Study finds virtual power plants could provide resource adequacy and save utilities billions
(Solar rooftop homes in Austin, Texas. Image: 123rf)

Incorporating virtual power plants into resource adequacy plans could save utilities billions of dollars in capacity investments, according to a new study.

Brattle Group conducted the study on behalf of Google to explore the cost and ability of virtual power plants -- aggregated distributed energy resources, like residential solar, batteries, and electric vehicles -- to serve resource adequacy needs in lieu of conventional options.

The study compared the net cost of providing 400 MW of resource adequacy from three resource types: a natural gas peaker, a transmission-connected utility-scale battery, and a VPP composed of residential demand flexibility technologies.

"Virtual power plants are no longer a virtual reality," Ryan Hledik, a Brattle principal and co-author of the study, said. "There is real potential to leverage these technologies to improve reliability, enable decarbonization, and reduce costs to consumers. But barriers still need to be overcome."

Source: Brattle Group

Brattle determined that a VPP leveraging commercially-proven residential load flexibility technologies could perform as reliably as conventional resources. The net cost to the utility of providing resource adequacy from a VPP is roughly 40–60% of the cost of the alternative options, the authors said.
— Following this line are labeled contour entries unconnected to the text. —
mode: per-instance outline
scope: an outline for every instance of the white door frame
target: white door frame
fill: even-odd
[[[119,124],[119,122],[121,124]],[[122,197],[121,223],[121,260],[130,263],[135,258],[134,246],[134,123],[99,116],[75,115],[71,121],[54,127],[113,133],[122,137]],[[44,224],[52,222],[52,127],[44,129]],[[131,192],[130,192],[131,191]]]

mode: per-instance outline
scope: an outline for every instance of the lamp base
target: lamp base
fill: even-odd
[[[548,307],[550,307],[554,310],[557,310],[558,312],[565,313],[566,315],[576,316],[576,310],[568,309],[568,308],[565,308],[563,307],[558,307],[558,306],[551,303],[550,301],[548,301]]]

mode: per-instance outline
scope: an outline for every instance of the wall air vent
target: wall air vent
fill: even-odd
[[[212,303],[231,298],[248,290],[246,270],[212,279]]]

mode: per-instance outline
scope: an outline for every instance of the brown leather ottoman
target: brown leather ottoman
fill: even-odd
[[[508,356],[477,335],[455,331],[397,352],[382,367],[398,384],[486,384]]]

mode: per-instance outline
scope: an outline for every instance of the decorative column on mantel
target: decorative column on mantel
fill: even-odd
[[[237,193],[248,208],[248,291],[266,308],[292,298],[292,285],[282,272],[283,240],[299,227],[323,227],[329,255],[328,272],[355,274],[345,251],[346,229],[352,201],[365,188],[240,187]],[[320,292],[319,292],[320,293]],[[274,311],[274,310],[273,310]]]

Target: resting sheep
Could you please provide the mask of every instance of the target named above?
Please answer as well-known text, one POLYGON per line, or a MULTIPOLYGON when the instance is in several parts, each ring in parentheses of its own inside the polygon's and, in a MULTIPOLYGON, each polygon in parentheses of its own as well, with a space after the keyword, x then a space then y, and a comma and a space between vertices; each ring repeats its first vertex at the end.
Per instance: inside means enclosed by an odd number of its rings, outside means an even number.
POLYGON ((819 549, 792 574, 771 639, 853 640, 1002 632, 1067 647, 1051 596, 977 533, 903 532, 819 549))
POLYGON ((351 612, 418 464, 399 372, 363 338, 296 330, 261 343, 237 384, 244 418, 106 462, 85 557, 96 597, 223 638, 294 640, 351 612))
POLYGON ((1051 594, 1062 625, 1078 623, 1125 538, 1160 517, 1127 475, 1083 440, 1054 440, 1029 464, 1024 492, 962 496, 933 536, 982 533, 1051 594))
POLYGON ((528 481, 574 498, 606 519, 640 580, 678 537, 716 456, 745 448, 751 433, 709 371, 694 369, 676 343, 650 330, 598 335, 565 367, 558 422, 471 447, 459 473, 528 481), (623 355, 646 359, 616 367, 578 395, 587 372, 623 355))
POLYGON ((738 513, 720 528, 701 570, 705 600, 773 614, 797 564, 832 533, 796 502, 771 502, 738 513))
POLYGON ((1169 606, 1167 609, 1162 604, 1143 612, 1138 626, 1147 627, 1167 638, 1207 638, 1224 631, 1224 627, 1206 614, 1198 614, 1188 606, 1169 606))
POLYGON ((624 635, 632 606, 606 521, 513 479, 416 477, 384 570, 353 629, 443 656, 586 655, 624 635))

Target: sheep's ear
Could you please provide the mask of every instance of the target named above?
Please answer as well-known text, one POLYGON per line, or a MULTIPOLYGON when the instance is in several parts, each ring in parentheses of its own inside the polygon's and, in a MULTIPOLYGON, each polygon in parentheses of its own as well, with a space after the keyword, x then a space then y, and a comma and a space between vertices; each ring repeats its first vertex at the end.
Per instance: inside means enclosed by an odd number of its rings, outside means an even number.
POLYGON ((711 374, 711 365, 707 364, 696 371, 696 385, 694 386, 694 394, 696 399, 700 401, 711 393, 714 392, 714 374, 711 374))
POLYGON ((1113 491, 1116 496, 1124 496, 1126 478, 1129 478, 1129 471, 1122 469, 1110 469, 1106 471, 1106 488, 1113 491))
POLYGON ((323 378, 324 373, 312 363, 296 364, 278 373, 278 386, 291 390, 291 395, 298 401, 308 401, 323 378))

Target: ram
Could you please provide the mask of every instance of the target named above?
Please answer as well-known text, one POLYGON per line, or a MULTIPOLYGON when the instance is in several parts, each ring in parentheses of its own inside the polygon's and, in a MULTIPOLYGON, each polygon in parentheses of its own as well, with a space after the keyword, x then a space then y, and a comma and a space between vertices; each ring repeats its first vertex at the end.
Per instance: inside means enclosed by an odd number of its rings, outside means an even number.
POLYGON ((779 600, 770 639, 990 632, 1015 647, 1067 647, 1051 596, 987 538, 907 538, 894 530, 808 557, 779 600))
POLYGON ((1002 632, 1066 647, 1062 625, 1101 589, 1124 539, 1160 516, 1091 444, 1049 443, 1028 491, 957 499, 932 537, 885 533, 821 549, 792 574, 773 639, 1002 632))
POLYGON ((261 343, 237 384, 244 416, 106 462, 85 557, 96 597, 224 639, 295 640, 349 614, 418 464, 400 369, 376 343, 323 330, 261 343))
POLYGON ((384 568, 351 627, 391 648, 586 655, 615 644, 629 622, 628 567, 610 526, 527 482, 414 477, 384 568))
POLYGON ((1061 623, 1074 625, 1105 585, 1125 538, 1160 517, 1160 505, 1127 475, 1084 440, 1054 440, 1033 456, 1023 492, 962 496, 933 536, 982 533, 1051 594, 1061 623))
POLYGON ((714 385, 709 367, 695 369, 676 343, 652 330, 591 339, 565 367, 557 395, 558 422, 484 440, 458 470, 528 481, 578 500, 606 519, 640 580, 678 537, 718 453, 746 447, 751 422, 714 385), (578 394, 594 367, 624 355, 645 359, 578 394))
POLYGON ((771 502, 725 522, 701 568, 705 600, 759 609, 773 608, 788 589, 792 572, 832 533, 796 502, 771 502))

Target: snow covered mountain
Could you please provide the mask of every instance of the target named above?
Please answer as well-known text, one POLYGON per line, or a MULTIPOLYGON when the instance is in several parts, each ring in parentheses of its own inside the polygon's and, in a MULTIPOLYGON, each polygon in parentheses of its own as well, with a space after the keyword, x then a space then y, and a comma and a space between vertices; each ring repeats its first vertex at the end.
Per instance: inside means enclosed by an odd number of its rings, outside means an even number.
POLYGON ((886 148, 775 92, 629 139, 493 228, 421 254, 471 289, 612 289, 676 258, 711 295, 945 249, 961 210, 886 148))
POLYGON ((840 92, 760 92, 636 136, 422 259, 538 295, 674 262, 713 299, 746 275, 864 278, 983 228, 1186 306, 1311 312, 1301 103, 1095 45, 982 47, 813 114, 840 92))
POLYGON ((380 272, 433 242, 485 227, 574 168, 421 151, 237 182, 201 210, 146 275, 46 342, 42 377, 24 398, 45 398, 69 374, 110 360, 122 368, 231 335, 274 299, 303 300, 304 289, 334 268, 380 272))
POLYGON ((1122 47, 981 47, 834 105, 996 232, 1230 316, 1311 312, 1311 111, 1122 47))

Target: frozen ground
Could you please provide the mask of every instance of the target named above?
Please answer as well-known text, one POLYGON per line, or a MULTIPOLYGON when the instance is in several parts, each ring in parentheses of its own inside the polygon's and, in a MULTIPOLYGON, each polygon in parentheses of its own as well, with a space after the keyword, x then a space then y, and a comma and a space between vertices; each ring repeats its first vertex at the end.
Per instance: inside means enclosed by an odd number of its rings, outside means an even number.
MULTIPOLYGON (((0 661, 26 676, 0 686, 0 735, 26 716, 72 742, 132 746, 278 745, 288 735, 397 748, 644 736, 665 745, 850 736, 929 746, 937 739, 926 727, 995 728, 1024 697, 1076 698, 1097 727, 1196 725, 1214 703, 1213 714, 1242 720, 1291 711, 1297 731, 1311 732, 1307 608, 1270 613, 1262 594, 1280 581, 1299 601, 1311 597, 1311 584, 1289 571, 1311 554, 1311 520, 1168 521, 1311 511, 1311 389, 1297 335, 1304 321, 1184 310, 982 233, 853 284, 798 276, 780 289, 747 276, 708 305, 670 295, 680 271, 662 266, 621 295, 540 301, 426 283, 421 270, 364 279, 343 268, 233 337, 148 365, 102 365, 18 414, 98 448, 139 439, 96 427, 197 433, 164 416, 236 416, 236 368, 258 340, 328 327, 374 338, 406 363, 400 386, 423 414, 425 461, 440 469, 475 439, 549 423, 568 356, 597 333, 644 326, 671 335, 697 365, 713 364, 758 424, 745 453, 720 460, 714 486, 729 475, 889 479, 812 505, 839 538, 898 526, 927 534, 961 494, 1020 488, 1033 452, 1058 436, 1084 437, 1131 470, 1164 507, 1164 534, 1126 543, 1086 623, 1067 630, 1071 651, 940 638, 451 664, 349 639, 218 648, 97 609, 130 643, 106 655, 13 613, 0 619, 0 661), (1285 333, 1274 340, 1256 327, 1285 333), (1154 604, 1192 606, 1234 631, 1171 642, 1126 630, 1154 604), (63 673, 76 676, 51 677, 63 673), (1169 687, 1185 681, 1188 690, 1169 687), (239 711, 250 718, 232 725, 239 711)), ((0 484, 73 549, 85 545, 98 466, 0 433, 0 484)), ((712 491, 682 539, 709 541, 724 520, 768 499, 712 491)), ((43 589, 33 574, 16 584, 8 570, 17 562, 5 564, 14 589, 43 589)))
Based on that analysis, 60 GW of VPP deployment could meet future US resource adequacy needs at $15–$35 billion less than the cost of the alternative options over the ensuing decade. Cost savings under the projections do not include societal benefits, such as emissions reduction and resilience.

DER ownership is likely to grow by several multiples within the next decade in the U.S., the Brattle study said, due to declining costs, technological advancements, incentives for clean energy adoption within the Inflation Reduction Act, and implementation of FERC Order 2222, which required grid operators to allow aggregated DERs to participate in wholesale markets.

Modeling virtual power plant performance

Brattled modeled VPPs for resource adequacy based on a hypothetical, mid-sized utility, using publicly-available data.

Each resource needed to provide 400 MW of resource adequacy, or approximately 7% of the gross system peak for the utility. The resources needed to perform at the required level for 63 hours of the year, spanning both summer and winter seasons.

The utility has a residential customer base of 1.7 million with 5,700 MW gross peak demand — 3,600 MW peak demand net of expected wind and solar generation — with power generation expected to be 50% renewable by 2030.

In addition to analyzing the resource adequacy potential for the resources modeled, Brattle also simulated non-resource adequacy value that could be provided by each resource. Estimated costs for each resource included CapEx, fuel, and ongoing program costs.

Brattle determined, based on its models, that VPPs could provide resource adequacy at 40% of the net cost of a gas peaker and 60% of the net costs of a battery, even without factoring in societal benefits.

Deploying 60 GW of virtual power plants would save utilities $15 billion to $35 billion over the next decade in addition to $20 billion in societal benefits.


GO DEEPER: Amy Heart, Sunrun's VP of policy, appeared on Episode 2 of the Texas Power Podcast to discuss Winter Storm Uri, Texas’ interest in virtual power plants, and more. Subscribe to the Texas Power Podcast wherever you get your podcasts.


Barriers facing virtual power plant deployment

While, DER technology is widely available, and affordable, virtual power plant deployment is heavily-dependent on market design and incentive structures, which present some near and long-term challenges.

Brattle identified a series of key barriers for VPPs, which included lacking communications standards, complex wholesale market designs, and utility regulatory models that don't financially incentivize participation.

Utilities can pursue "low-risk actions" to spur VPP adoption and integration, the authors said, like setting procurement targets, establishing pilots, and reviewing existing policies to account for the value of VPPs.